Wir suchen eine Persönlichkeit, die sich nahtlos in bestehende Strukturen einfügt.
Jemanden, der Verantwortung übernimmt, mitdenkt, mitträgt und mitgeht.

Sie zeichnen sich durch ein hohes Maß an Anpassungsfähigkeit aus und reagieren flexibel auf wechselnde Anforderungen. Veränderungen begegnen Sie offen, ruhig und lösungsorientiert. Sie arbeiten zuverlässig, strukturiert und gewissenhaft und behalten selbst in herausfordernden Situationen den Überblick.

Ihre empathische Art ermöglicht es Ihnen, sich gut in Teams einzufügen. Sie hören aufmerksam zu, erkennen Bedürfnisse und schaffen es, Spannungen auszugleichen, bevor sie sichtbar werden. Konflikte lösen Sie diplomatisch und deeskalierend oder vermeiden sie im Sinne eines harmonischen Miteinanders.

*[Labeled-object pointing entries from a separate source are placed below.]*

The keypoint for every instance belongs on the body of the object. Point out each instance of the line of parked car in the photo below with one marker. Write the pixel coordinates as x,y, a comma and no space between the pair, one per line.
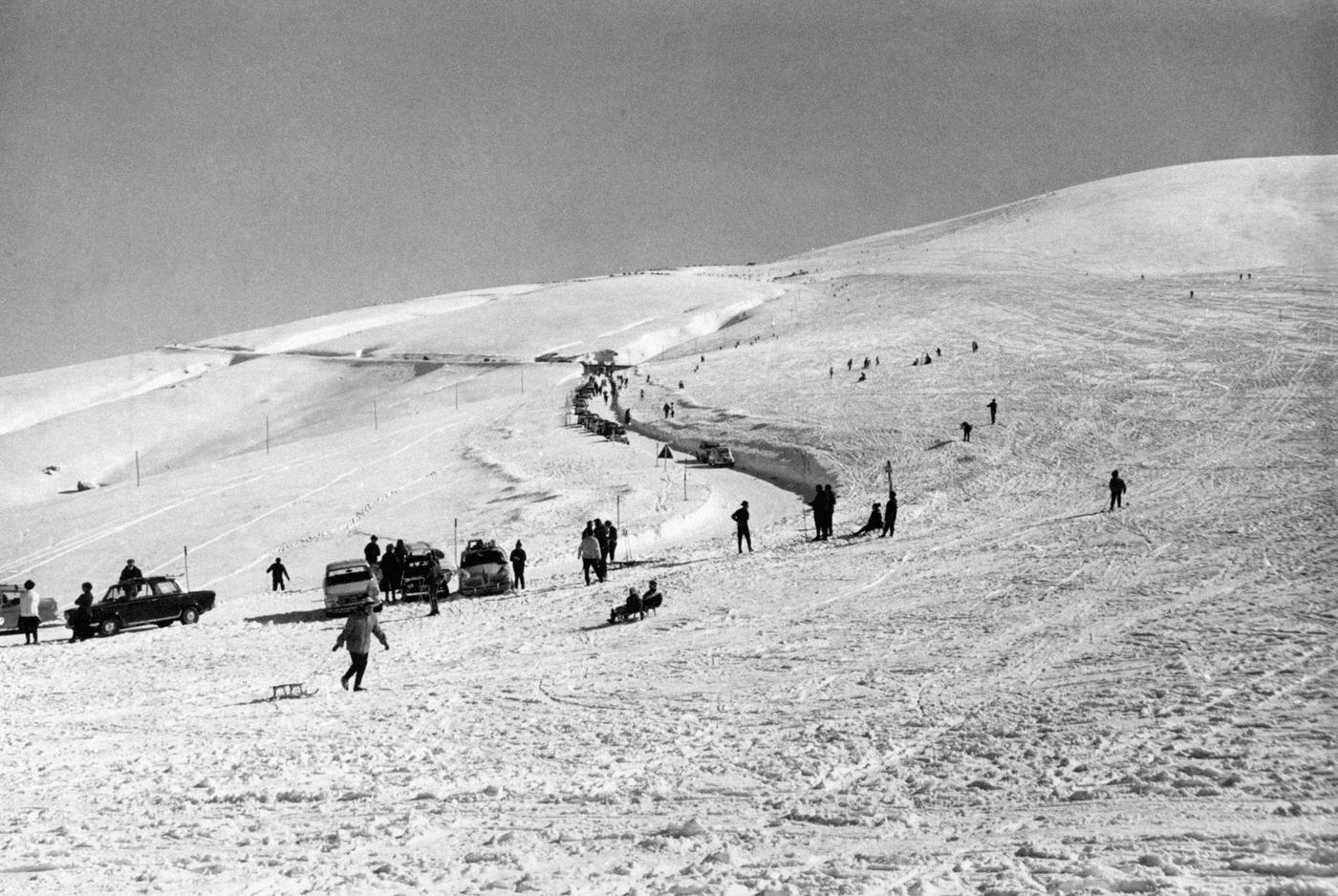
484,570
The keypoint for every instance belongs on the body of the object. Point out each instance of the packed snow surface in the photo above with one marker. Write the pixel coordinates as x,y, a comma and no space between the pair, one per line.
1017,693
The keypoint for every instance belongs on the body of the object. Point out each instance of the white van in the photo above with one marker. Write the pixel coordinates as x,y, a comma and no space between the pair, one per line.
347,584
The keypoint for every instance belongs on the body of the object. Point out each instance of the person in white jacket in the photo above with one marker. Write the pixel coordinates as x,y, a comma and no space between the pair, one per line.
357,634
29,619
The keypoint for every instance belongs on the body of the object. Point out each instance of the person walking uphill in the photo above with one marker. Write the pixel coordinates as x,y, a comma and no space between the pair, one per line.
277,574
740,518
518,565
1116,491
357,634
29,618
589,554
890,517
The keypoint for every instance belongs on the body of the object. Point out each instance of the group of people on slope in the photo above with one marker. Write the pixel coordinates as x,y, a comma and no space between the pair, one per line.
598,545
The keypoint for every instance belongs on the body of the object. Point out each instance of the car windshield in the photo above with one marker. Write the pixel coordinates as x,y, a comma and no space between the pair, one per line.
344,577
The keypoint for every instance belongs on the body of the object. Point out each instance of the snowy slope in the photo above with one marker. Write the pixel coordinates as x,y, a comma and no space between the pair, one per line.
1017,693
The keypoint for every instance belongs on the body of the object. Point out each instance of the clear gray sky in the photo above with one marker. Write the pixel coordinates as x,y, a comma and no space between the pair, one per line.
171,171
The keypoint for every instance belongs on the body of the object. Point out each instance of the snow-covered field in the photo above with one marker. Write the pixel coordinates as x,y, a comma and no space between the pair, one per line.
1016,694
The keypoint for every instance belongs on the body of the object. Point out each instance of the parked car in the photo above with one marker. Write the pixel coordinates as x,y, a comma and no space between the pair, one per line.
484,570
156,599
347,584
715,455
47,608
423,572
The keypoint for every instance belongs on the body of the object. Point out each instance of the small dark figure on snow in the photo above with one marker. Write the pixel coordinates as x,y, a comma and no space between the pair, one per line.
277,575
79,628
518,565
890,517
129,574
875,521
357,634
740,518
1116,491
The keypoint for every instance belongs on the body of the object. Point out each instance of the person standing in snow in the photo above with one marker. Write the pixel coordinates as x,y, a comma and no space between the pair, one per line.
277,575
740,518
357,634
79,629
127,574
819,505
518,565
875,522
890,517
1116,491
29,618
589,554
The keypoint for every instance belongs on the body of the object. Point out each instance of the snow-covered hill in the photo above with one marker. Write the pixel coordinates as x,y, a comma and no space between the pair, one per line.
1017,693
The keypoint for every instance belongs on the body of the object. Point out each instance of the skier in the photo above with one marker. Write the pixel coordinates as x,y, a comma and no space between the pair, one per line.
357,634
277,574
1116,491
518,565
740,518
875,521
890,517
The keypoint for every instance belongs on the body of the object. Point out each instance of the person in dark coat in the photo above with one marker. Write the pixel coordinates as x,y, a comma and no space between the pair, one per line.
518,565
391,574
1116,491
277,575
819,505
127,574
890,517
740,518
79,628
875,521
358,629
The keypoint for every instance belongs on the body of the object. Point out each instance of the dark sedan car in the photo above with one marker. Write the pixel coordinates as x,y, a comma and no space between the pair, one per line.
140,602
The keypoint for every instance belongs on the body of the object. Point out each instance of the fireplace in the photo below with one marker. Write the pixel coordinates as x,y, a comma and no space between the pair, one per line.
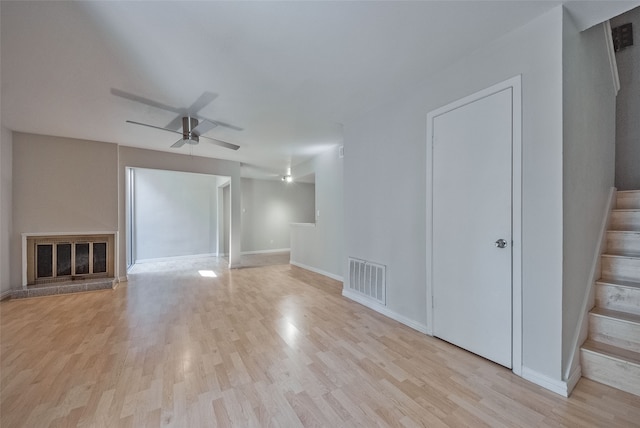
55,258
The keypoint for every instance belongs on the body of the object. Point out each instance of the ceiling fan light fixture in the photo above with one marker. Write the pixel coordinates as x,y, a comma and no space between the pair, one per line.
287,178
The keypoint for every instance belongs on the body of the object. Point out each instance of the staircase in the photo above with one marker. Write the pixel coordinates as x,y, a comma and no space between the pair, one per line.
611,353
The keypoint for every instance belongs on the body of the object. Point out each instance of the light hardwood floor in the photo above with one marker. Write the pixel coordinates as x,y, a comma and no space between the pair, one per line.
270,346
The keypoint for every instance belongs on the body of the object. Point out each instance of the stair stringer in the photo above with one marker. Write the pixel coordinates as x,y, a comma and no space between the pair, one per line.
573,371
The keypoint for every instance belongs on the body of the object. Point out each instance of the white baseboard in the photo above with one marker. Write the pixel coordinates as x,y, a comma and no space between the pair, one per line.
316,270
422,328
166,259
277,250
573,379
5,294
555,385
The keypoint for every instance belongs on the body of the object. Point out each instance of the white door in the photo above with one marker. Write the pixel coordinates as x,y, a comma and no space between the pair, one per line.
471,274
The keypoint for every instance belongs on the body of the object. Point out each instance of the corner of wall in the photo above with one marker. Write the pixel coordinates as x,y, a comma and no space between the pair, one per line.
6,207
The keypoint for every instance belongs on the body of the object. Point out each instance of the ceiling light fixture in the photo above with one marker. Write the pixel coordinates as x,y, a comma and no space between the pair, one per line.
287,178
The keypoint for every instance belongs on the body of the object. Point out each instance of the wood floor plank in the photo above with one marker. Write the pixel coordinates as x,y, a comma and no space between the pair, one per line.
273,346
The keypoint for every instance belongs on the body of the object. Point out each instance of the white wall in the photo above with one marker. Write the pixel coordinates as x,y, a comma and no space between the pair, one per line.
589,105
268,209
150,159
628,107
173,214
6,158
385,182
320,247
61,185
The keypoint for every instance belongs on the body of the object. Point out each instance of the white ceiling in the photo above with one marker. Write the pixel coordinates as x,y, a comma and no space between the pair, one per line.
289,73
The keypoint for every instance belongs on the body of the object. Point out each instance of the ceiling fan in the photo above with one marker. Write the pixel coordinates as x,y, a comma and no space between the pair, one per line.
192,131
192,126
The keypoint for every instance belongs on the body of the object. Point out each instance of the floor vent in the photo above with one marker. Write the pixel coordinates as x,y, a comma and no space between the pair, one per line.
368,279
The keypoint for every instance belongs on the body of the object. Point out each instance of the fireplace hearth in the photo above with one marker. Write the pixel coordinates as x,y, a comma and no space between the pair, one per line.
54,258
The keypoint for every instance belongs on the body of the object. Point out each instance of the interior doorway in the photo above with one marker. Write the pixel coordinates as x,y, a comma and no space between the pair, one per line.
474,226
170,215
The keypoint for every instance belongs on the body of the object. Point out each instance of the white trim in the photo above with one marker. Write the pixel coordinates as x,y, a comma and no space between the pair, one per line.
515,83
277,250
606,25
316,270
422,328
581,332
554,385
166,259
573,379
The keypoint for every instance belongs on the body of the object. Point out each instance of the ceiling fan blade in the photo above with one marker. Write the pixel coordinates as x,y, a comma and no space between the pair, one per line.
204,126
178,143
153,126
221,143
142,100
176,123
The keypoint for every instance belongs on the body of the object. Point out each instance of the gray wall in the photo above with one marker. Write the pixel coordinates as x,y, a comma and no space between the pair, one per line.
61,185
6,156
173,214
320,246
268,209
628,107
589,104
385,182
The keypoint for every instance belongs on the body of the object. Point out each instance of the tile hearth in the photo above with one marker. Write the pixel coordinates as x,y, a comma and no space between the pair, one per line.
67,287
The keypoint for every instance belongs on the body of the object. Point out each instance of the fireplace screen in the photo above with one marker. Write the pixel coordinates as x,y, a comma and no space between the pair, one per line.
59,260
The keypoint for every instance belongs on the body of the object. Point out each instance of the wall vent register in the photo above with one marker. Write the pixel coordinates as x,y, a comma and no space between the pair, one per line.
368,279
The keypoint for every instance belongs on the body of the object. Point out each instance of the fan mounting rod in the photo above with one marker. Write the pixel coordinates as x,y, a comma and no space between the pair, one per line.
188,124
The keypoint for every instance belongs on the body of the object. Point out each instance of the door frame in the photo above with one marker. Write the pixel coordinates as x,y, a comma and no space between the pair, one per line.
515,83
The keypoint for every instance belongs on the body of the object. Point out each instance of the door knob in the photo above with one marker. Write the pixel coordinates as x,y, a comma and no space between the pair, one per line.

Sie bringen eine hohe Belastbarkeit mit und sind bereit, Verantwortung auch über Ihren Aufgabenbereich hinaus zu übernehmen. Ihr Engagement ist konstant, Ihr Einsatz selbstverständlich.

Mit anderen Worten:
Du funktionierst.
Unauffällig, loyal und zuverlässig.

Anpassungsfähig = keine eigenen Grenzen
Belastbar = ignoriert eigene Warnsignale und geht über diese hinaus
Teamfähig = stellt sich selbst zurück, ordnet sich unter
Konfliktfähig = schluckt statt spricht

Übersetzung

„Nahtlos in bestehende Strukturen einfügen“
bedeutet:
Du passt dich an, auch wenn sich etwas in dir dagegen sträubt. Du stellst Fragen leise oder gar nicht. Du erkennst sehr genau, wo Dinge schief laufen, aber lernst früh, dass es klüger ist, sie nicht auszusprechen.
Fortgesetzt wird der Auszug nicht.